Pharyngeal structures and piercing stylets in tardigrades their evolution and relationships with the feeding habits


Meeting Abstract

S4.8  Monday, Jan. 5 14:00  Pharyngeal structures and piercing stylets in tardigrades: their evolution and relationships with the feeding habits GUIDETTI, Roberto*; VECCHI, Matteo; CESARI, Michele; ALTIERO, Tiziana; BERTOLANI, Roberto; REBECCHI, Lorena; Univ. of Modena and Reggio Emilia (Italy) roberto.guidetti@unimore.it

Tardigrade feeding apparatus is a complex cuticular structure with considerable taxonomic significance.

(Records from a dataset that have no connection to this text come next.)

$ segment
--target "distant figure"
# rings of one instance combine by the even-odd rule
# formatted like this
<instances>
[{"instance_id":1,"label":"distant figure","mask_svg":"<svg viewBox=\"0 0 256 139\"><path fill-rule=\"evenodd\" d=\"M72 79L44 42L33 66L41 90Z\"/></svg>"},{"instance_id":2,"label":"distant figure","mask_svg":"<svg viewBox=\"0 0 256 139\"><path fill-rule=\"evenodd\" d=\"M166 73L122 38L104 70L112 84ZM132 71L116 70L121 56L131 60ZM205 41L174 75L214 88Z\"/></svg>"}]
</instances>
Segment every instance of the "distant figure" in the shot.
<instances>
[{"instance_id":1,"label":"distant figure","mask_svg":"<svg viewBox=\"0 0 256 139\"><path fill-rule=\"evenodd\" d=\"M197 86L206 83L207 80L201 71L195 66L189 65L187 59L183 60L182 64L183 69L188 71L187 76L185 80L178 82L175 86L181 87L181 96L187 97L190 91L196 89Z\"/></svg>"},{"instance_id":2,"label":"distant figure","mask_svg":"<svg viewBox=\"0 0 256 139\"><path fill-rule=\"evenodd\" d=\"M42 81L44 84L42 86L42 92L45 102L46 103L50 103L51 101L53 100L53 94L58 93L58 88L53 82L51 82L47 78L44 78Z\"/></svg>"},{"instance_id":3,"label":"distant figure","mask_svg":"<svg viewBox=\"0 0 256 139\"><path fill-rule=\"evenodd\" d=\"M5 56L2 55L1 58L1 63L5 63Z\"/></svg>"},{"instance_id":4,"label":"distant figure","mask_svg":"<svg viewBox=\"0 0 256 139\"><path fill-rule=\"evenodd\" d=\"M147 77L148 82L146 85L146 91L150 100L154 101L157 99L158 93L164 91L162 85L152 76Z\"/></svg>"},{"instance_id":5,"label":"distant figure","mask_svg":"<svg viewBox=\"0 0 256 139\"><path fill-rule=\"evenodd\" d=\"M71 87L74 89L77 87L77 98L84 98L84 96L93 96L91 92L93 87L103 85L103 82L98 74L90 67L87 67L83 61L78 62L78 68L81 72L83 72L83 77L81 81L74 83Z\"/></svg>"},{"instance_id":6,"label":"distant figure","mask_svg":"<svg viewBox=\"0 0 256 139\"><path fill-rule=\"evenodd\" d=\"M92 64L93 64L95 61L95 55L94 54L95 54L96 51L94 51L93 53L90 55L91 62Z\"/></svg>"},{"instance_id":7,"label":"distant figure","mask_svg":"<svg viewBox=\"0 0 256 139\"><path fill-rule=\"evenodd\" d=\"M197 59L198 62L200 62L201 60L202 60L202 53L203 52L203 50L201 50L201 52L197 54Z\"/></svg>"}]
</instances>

It can be schematically divided into four parts: buccal ring, buccal tube, stylet system, and muscular pharynx. Basically it functions as a sucking organ in which the two piercing stylets are used to detach food from substrates and to penetrate plant cell or animal walls, while the pharynx sucks the organic matter via a cylindrical tube. This kind of feeding apparatus represents an autapomorphy of Tardigrada, but its origin is still unknown. Tardigrades belong to Panarthropoda, even though their feeding apparatuses share some characters with those of some Cycloneuralia. Our aim was to study the possible evolutionary origin and transformation of the feeding apparatuses of tardigrades. We compared new data on buccal-pharyngeal apparatus morphology obtained by SEM, CLSM, and energy-dispersive X-ray spectroscopy analyses with previous data. In addition, using software for evolutionary biology analyses, we traced back the characteristics of the feeding apparatus structures along the tardigrade phylogenetic tree obtained by molecular analyses. Although several tardigrade taxa are poorly studied (especially the marine Arthrotardigrada that generally seem to present a higher number of plesiomorphies), with the present analyses we were able to identify the possible plesiomorphic and homoplastic traits of tardigrade feeding apparatuses, and to find convergent characters among different evolutionary lineages. This analysis allowed also to establish a more specific relationship between tardigrade diet and feeding apparatus anatomy.